The stimulus did not work. Joblessness and misery of all kinds are increasing. The “green shoots” nonsense of the spring has subsided. It’s Nouriel Roubini’s hour, once again.
The question remains, and it is also hard to figure out, whether the recession is so bad we’ll have major deflation, or if the government’s money-printing strategy will devalue the currency and lead to hyperinflation? It’s the most important economic question of the times, and no one really knows the answer.
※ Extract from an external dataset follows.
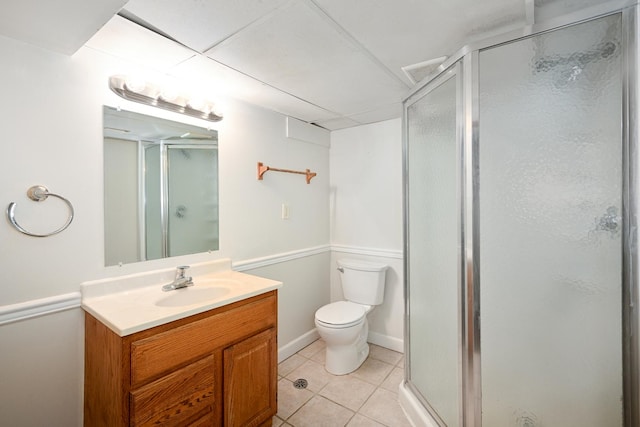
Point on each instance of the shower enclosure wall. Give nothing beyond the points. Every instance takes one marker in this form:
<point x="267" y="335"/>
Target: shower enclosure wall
<point x="520" y="231"/>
I lean towards inflation, but the data seems now to point more the other way. I am a crappy prognosticator in any case, but I do think prices will go up and output down in the usual “stagflationary” supply shock, as I said way back when. Whether one or the other factor–i.e., the deflationary or inflationary trend–is dominant, I don’t know. This is another way of saying, even if prices go up, I don’t think it will be signs of or helpful to a recovery, and we’re in for bad times one way or the other. I made this “stagflationary” point about the Bush stimulus way back in early 2008.
I do think it’s become clear (as it did under Carter) that fiscal stimulus and Keynesian ideas won’t work. That’s the meaning of the infamous chart showing the gap of rhetoric and reality on unemployment in the era of the huge Obama stimulus.
The only chart Obama really cares about are his popularity poll numbers, of course. And even that’s starting to slip.